In October 2020, ACA submitted a comprehensive paper addressing key areas of reform, including:
- Support for increased transparency and clear consent, with concern for opt-in consent requirements for secondary uses of personal information.
- Recommendation that Ontario’s privacy law forego the inclusion of data erasure and portability due to additional privacy risks that would be introduced as a consequence.
- Support for proportionate penalties for non-compliance that avoids a one-size-fits-all approach and a strengthening of supports for small businesses, in particular.
- Support for the application of the law to both commercial businesses and not-for-profit organizations.
Support for improved clarity to the concept of de-identification.
- Support for improved clarity to the concept of de-identification.

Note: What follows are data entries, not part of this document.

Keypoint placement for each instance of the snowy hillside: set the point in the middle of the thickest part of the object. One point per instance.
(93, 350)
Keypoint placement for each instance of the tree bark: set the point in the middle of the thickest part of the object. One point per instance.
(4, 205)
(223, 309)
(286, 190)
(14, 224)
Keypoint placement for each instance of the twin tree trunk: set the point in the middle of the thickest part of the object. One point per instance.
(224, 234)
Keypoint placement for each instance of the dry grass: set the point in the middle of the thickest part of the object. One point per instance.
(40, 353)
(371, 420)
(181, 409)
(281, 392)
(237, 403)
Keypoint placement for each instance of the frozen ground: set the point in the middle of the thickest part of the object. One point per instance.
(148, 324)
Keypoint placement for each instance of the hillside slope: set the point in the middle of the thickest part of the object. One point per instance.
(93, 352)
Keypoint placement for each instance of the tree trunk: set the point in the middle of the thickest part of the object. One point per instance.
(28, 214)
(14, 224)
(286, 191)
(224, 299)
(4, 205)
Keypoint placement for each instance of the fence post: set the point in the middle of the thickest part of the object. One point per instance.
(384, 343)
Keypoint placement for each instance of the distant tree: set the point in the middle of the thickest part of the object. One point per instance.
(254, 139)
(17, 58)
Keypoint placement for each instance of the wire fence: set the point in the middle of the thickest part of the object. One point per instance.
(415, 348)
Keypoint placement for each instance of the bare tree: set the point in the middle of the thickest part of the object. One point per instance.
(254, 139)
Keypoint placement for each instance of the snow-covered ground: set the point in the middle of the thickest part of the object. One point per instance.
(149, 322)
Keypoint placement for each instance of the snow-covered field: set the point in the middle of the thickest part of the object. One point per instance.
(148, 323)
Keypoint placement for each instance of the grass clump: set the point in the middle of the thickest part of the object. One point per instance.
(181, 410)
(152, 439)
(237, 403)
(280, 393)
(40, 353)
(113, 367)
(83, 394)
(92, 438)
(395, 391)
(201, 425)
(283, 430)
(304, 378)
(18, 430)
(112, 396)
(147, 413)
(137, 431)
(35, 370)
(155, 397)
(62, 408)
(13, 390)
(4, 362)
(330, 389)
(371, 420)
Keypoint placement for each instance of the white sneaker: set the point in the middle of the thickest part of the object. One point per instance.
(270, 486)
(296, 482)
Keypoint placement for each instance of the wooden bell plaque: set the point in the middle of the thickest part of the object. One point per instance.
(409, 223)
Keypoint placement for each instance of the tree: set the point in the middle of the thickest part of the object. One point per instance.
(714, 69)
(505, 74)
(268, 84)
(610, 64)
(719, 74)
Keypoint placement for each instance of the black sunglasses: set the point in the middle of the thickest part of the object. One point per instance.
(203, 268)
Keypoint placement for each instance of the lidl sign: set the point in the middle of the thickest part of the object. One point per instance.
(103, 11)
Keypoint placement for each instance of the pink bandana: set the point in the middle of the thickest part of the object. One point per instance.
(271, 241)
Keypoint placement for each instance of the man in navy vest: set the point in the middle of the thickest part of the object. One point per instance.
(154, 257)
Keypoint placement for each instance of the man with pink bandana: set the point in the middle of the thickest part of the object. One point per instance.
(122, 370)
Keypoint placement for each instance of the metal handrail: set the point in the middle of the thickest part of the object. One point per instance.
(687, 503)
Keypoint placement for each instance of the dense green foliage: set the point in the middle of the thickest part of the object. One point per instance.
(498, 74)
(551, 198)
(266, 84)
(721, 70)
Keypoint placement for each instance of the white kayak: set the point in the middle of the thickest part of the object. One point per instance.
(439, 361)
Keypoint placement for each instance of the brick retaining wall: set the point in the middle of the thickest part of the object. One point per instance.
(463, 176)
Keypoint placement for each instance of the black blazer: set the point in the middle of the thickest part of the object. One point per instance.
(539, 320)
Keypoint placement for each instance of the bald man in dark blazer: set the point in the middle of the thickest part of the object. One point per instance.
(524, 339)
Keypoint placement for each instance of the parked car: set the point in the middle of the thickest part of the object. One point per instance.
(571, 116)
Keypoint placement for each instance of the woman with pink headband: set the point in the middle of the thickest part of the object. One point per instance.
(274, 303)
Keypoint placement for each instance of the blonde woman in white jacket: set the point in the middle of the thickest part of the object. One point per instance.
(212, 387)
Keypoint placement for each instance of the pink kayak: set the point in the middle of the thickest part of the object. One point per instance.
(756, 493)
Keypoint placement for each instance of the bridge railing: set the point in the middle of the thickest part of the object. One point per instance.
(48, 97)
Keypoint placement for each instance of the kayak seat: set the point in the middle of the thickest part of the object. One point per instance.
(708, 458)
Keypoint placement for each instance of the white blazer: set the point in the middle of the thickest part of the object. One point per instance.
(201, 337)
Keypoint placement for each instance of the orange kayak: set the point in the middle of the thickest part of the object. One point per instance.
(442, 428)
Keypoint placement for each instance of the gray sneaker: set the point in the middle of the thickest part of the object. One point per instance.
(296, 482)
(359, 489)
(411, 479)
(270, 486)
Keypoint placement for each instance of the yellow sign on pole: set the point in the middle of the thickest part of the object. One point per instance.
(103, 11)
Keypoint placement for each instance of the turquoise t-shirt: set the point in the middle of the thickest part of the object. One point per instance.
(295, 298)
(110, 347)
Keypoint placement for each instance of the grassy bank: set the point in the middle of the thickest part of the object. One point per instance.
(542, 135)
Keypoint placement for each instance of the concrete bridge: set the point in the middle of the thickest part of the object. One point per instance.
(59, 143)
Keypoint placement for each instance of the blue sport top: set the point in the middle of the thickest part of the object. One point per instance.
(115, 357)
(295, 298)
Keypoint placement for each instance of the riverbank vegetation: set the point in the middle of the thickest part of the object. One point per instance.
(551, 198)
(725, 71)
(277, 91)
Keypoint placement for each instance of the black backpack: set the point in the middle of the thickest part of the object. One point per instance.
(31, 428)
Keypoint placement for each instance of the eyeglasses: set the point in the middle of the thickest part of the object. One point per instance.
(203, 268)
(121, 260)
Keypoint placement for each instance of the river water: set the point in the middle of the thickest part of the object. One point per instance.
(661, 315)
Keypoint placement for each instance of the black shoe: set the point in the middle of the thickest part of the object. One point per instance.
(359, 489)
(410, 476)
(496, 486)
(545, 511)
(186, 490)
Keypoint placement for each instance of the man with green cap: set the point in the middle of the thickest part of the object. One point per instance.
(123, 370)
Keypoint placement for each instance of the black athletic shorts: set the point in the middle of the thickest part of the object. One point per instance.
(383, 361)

- Support for enabling data sharing while protecting privacy, with the proviso that prescriptive rules for specific sharing models, such as data trusts, could risk stifling innovation.
Personal Information Protection Act (British Columbia)
The B.C. Government formed a special committee in June 2020 to review its Personal Information Protection Act (PIPA). In a Briefing Note, the Office of the Information and Privacy Commissioner for British Columbia (OIPC) confirmed that it would like to see PIPA more closely aligned with other Canadian and international privacy legislation, including the General Data Protection Regulation (GDPR) in the European Union.
ACA is keeping a close eye on developments regarding PIPA and will intervene if necessary.